L'AICU rappelle qu'« un grand nombre d'armes pillées dans les arsenaux de la police et des forces de sécurité restent entre des mains illégales, et que des groupes armés et des milices privées continuent d'opérer en toute impunité. Cette situation est inacceptable dans une démocratie constitutionnelle. Le gouvernement central et le gouvernement du Manipur ont le devoir constitutionnel de rétablir l'État de droit dans l'État ».
« La paix – observe l’organisation – ne peut être rétablie tant que des groupes armés contrôlent les routes, les villages et les frontières communautaires. La récupération des armes pillées doit être considérée comme une priorité de sécurité nationale. Trois ans, c’est une période très longue pour les personnes déplacées à l’intérieur du pays qui vivent dans des camps de réfugiés gérés par le gouvernement et l’Église dans l’État ».
Par ailleurs, souligne l'AICU, il est urgent d'engager un dialogue politique associant les dirigeants représentatifs des trois communautés concernées, les Meitei, les Kuki-Zo et les Naga : « Le Manipur ne peut être gouverné uniquement par le déploiement des forces de sécurité. La division actuelle de l'État en zones distinctes n'est pas la paix. Aucune communauté ne peut être abandonnée et aucune communauté ne peut être autorisée à en dominer une autre par la violence, la peur ou le silence de l’État ». L'AICU demande que soit garantie la protection des chefs religieux, des acteurs de la société civile, des volontaires humanitaires et des médiateurs de paix qui se déplacent au-delà des frontières des communautés pour la réconciliation et l'aide, car « ceux qui risquent leur vie pour la paix et l'harmonie ne peuvent être laissés sans défense ». « Nous appelons toutes les personnes de foi et de bonne volonté à rejeter la vengeance, à résister à la haine et à défendre la dignité de chaque être humain », conclut la note.

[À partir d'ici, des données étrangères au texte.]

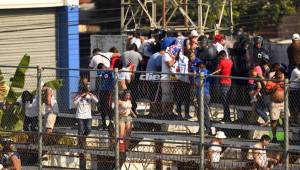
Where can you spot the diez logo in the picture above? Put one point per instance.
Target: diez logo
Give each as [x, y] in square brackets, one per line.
[154, 77]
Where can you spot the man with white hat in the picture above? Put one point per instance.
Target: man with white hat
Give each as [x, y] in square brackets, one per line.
[214, 152]
[294, 52]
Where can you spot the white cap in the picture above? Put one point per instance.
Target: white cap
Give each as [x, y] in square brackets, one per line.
[136, 41]
[220, 135]
[194, 33]
[296, 36]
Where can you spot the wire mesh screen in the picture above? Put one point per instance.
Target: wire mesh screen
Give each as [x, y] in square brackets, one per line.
[149, 120]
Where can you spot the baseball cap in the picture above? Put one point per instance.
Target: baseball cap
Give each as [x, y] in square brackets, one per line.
[296, 36]
[167, 42]
[218, 38]
[136, 41]
[194, 33]
[173, 50]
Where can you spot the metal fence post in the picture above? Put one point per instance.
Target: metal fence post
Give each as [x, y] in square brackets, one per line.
[286, 123]
[201, 121]
[117, 136]
[40, 118]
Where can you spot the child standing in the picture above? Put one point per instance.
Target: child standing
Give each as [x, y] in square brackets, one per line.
[84, 101]
[29, 102]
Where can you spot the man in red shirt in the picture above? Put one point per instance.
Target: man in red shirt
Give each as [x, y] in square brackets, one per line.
[224, 69]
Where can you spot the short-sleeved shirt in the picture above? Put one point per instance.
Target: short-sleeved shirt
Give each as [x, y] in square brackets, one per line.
[206, 82]
[124, 74]
[258, 70]
[193, 68]
[154, 62]
[216, 155]
[182, 67]
[101, 58]
[145, 48]
[105, 80]
[31, 108]
[225, 65]
[262, 156]
[131, 57]
[164, 67]
[295, 79]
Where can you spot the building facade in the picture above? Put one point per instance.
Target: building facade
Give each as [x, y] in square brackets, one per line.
[47, 30]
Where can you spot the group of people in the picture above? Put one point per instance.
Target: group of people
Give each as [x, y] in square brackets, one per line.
[178, 58]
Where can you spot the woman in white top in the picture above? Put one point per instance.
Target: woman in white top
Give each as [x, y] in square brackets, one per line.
[29, 102]
[125, 118]
[51, 108]
[83, 102]
[261, 160]
[214, 152]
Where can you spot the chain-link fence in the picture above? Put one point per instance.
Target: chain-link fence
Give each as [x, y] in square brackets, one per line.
[148, 120]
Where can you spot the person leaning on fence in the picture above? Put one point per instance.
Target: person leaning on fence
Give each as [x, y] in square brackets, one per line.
[224, 69]
[294, 96]
[167, 86]
[51, 107]
[182, 87]
[201, 68]
[83, 102]
[29, 102]
[256, 98]
[125, 76]
[261, 160]
[125, 118]
[11, 158]
[104, 88]
[276, 89]
[214, 151]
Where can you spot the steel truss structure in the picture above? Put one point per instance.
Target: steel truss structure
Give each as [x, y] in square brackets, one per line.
[145, 14]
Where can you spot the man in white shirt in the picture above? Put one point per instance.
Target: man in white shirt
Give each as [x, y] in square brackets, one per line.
[98, 57]
[261, 160]
[182, 86]
[219, 43]
[214, 151]
[294, 99]
[167, 85]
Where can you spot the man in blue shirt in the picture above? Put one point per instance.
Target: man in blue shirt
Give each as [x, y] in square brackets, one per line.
[104, 89]
[198, 69]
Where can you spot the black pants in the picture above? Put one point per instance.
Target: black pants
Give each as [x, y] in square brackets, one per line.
[104, 105]
[133, 87]
[30, 123]
[182, 93]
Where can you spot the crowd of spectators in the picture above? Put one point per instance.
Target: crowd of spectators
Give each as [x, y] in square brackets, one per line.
[176, 57]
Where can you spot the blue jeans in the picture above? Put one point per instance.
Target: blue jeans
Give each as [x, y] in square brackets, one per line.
[262, 109]
[207, 122]
[225, 101]
[84, 126]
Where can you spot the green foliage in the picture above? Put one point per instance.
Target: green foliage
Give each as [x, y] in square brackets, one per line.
[12, 117]
[18, 80]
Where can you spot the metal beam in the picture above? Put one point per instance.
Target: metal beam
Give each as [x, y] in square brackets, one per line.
[137, 10]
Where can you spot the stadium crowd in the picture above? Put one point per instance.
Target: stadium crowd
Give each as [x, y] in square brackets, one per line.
[172, 53]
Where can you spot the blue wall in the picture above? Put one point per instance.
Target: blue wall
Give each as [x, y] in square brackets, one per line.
[68, 53]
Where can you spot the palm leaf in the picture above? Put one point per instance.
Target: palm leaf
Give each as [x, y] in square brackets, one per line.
[18, 80]
[53, 84]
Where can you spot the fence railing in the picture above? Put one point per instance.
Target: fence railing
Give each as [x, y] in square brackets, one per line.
[148, 119]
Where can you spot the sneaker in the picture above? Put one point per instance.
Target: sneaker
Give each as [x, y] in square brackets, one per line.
[253, 100]
[266, 124]
[187, 116]
[274, 140]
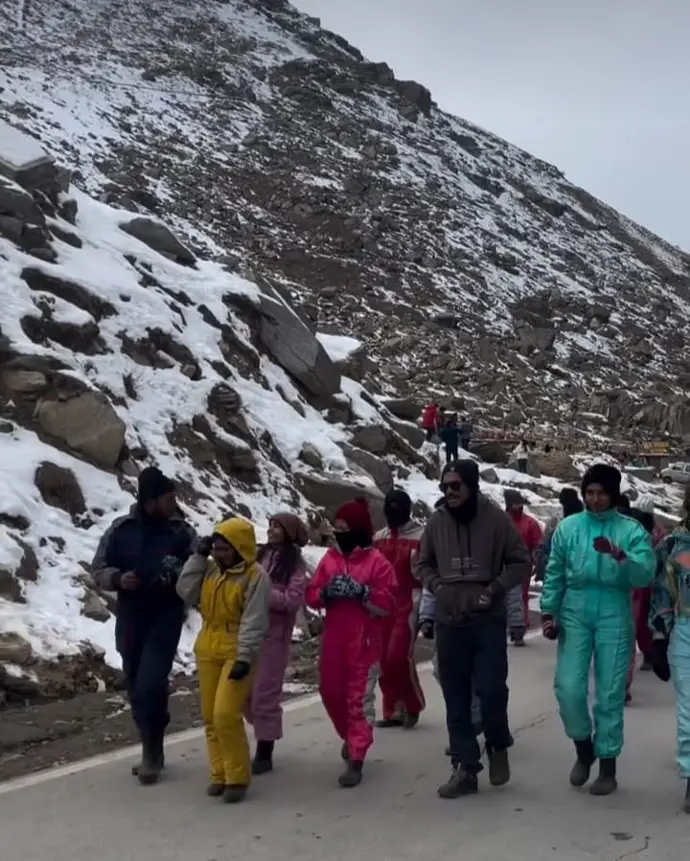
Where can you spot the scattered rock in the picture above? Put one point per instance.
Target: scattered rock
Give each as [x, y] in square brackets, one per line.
[160, 238]
[88, 424]
[59, 488]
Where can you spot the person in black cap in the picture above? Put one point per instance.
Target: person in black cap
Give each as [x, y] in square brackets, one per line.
[597, 558]
[470, 556]
[140, 557]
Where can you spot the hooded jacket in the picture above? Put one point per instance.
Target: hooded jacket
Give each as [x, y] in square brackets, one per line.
[458, 561]
[234, 604]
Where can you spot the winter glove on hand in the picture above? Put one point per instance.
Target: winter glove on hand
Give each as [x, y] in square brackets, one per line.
[203, 546]
[426, 629]
[659, 659]
[605, 546]
[239, 670]
[549, 628]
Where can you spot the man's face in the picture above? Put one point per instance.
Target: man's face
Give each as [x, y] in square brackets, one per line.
[597, 499]
[454, 489]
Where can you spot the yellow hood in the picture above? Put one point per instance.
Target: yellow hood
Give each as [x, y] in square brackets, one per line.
[240, 533]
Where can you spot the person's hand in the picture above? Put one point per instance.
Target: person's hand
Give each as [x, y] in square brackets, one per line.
[239, 670]
[204, 545]
[426, 629]
[604, 545]
[659, 659]
[128, 581]
[549, 628]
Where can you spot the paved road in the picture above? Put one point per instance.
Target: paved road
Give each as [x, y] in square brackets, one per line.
[99, 814]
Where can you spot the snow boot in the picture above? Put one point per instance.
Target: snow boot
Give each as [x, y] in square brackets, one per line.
[460, 783]
[152, 759]
[606, 782]
[579, 774]
[263, 758]
[499, 766]
[352, 776]
[234, 793]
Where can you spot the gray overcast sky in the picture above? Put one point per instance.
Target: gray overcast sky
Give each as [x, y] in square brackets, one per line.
[601, 88]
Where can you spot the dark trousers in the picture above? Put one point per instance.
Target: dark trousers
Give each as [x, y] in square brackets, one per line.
[147, 648]
[476, 651]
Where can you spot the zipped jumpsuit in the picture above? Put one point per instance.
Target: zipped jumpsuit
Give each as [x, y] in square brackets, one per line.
[588, 594]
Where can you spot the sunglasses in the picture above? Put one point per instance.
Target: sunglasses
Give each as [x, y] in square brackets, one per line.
[451, 486]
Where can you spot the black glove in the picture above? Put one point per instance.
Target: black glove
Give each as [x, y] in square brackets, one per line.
[426, 629]
[658, 657]
[239, 670]
[203, 545]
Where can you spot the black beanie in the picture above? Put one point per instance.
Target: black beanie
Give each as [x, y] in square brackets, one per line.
[468, 471]
[153, 484]
[607, 476]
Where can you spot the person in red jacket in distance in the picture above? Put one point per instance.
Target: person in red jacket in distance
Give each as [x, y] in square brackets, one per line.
[356, 586]
[403, 699]
[531, 533]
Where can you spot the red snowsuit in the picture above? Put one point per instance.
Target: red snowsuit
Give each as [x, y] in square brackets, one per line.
[430, 417]
[399, 680]
[351, 643]
[530, 532]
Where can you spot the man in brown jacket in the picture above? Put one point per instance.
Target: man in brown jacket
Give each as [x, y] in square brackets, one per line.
[470, 556]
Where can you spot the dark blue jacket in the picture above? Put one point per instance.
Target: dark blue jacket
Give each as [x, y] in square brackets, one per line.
[155, 550]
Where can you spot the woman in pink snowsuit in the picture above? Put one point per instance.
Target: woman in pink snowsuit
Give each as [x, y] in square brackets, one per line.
[282, 560]
[356, 584]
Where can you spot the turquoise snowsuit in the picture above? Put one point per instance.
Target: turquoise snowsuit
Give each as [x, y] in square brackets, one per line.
[669, 617]
[588, 595]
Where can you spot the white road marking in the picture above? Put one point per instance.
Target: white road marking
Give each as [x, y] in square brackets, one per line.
[124, 753]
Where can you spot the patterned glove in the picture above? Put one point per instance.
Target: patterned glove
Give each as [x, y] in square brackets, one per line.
[549, 628]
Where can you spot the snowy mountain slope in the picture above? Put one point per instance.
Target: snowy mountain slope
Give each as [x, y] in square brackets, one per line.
[469, 268]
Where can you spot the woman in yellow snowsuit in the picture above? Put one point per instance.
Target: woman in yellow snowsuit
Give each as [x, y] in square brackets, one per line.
[231, 591]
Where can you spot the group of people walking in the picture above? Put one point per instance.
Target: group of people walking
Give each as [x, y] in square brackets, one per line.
[470, 566]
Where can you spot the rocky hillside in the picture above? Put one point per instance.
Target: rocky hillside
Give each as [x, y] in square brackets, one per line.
[468, 268]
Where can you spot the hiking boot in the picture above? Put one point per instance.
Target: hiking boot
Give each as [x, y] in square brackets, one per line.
[579, 774]
[390, 723]
[263, 758]
[234, 793]
[460, 783]
[499, 767]
[352, 776]
[606, 782]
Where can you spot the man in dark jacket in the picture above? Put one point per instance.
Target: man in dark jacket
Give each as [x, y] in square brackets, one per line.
[470, 557]
[140, 557]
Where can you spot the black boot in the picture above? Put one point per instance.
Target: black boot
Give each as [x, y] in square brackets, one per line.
[352, 776]
[151, 765]
[460, 783]
[579, 774]
[263, 758]
[606, 782]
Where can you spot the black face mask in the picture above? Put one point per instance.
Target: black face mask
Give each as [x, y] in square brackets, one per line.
[349, 541]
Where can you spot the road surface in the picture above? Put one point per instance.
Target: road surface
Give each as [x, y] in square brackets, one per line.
[94, 811]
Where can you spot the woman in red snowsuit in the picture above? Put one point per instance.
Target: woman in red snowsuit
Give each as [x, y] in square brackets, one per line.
[403, 699]
[356, 585]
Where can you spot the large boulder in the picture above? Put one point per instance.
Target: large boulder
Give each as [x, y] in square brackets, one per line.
[331, 493]
[295, 348]
[87, 424]
[160, 238]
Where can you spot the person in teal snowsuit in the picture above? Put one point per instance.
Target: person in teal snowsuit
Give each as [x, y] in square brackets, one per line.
[597, 558]
[669, 620]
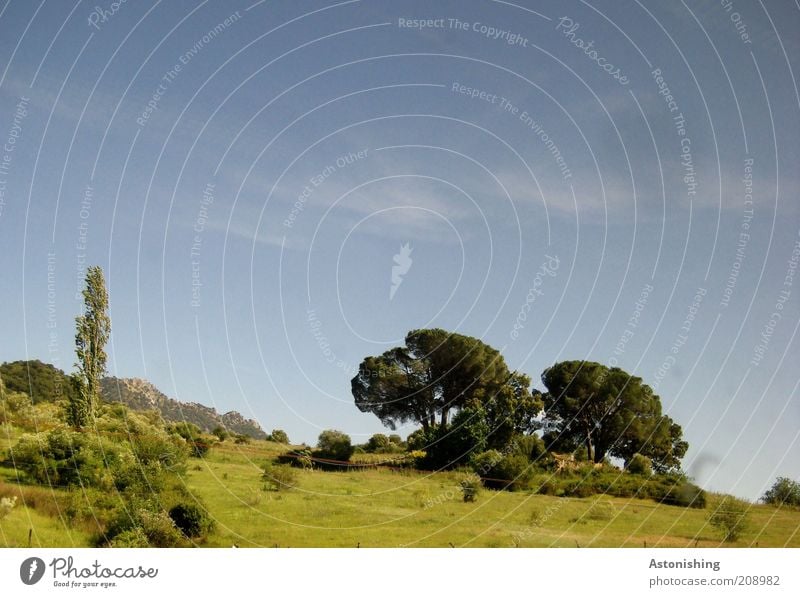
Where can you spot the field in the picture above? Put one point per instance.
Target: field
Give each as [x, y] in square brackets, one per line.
[386, 508]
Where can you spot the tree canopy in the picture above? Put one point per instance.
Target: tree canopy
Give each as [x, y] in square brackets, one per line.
[437, 375]
[611, 413]
[92, 329]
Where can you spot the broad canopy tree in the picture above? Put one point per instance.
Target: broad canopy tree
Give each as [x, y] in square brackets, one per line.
[443, 381]
[436, 375]
[611, 413]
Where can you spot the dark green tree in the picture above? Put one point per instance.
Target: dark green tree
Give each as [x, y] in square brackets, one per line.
[93, 328]
[611, 413]
[436, 375]
[334, 445]
[279, 436]
[784, 492]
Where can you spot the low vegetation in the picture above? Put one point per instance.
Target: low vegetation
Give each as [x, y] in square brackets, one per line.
[488, 467]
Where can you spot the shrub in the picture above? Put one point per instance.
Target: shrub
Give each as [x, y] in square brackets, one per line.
[784, 492]
[730, 517]
[199, 447]
[279, 436]
[683, 494]
[334, 445]
[300, 457]
[484, 463]
[509, 471]
[143, 520]
[221, 433]
[280, 477]
[600, 510]
[640, 465]
[470, 485]
[63, 458]
[134, 537]
[417, 440]
[191, 520]
[530, 446]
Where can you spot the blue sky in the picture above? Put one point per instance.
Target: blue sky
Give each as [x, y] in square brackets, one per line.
[247, 206]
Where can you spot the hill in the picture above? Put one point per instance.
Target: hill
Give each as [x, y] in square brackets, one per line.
[41, 381]
[45, 383]
[389, 508]
[139, 394]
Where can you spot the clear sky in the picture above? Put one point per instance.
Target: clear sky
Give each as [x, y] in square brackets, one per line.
[615, 181]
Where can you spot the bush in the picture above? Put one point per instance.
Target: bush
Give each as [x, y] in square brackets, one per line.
[640, 465]
[510, 471]
[470, 485]
[516, 470]
[145, 521]
[280, 477]
[530, 446]
[417, 440]
[784, 492]
[134, 537]
[334, 445]
[221, 433]
[279, 436]
[600, 510]
[6, 506]
[730, 517]
[191, 520]
[300, 457]
[377, 442]
[64, 458]
[685, 494]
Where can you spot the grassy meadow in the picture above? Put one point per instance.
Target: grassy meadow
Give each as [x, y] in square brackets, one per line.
[388, 508]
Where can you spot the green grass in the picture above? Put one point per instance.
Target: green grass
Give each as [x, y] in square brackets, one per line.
[384, 508]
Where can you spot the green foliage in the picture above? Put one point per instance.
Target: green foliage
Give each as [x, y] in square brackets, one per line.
[377, 442]
[512, 471]
[279, 477]
[454, 445]
[41, 381]
[437, 374]
[640, 465]
[221, 433]
[197, 443]
[63, 458]
[334, 445]
[134, 537]
[417, 440]
[470, 485]
[93, 328]
[612, 413]
[730, 517]
[530, 446]
[279, 436]
[6, 506]
[598, 510]
[191, 520]
[784, 492]
[299, 457]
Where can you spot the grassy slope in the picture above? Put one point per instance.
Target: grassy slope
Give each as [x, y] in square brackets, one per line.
[390, 509]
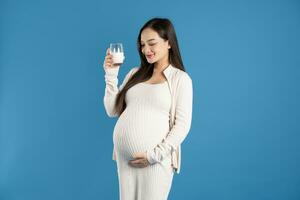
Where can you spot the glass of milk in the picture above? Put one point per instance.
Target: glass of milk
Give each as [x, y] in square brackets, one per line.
[116, 50]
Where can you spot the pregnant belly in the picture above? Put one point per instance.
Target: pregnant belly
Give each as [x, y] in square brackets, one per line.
[138, 133]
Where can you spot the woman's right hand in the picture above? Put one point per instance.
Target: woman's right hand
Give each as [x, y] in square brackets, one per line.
[108, 59]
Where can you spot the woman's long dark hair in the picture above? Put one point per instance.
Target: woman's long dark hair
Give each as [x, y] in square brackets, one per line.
[166, 31]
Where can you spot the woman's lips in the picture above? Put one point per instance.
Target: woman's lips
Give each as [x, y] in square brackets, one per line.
[150, 56]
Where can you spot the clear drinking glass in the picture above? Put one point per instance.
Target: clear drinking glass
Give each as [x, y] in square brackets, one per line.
[117, 52]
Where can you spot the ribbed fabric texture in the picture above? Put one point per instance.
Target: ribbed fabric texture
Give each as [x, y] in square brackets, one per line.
[143, 125]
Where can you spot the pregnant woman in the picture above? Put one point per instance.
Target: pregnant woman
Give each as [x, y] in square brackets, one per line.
[154, 106]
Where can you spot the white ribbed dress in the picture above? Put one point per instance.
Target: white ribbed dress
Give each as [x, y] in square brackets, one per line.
[143, 124]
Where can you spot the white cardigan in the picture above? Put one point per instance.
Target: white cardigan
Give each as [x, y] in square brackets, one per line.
[181, 89]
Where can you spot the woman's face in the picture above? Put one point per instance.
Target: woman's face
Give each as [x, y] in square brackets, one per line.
[153, 46]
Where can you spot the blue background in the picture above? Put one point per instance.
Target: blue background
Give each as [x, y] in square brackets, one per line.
[243, 57]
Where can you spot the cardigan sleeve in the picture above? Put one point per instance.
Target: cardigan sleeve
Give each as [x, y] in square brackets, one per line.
[182, 122]
[111, 88]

La situation du conflit au Manipur s'est encore compliquée, car les tensions ethniques, qui ont débuté il y a trois ans entre les Meitei et les Kuki-Zo, se sont désormais transformées en une hostilité profondément enracinée et généralisée, et se sont étendues aux groupes Naga, le troisième groupe ethnique résidant dans l'État.
« Le gouvernement de l’État – souligne Johna Dayal, porte-parole de l’AICU, à Fides – n’a pas réussi à mettre fin au cycle des affrontements ni à mettre en place des mécanismes de réconciliation efficaces. Aujourd’hui, avec la reprise du conflit Naga-Kuki et l’intensification des tensions, il existe un risque que les troubles dégénèrent en un conflit prolongé similaire à celui des années 90 », lorsque l’État du Manipur a été ravagé par un grave conflit interethnique opposant les Kukis aux Nagas et qui, entre 1993 et 1998, a causé plus d’un millier de morts, la destruction de centaines de villages et le déplacement de milliers de personnes. Un autre élément inquiète les observateurs : outre les dynamiques internes, le Manipur en proie à des troubles voit l’arrivée d’un nouvel acteur dans le conflit ethnique. Il s’agit des insurgés du Myanmar, dans l’État birman de Chin, limitrophe du Manipur. La majorité de la population de l’État, en effet, est composée du même groupe ethnique Kuki que celui appelé Chin au Myanmar.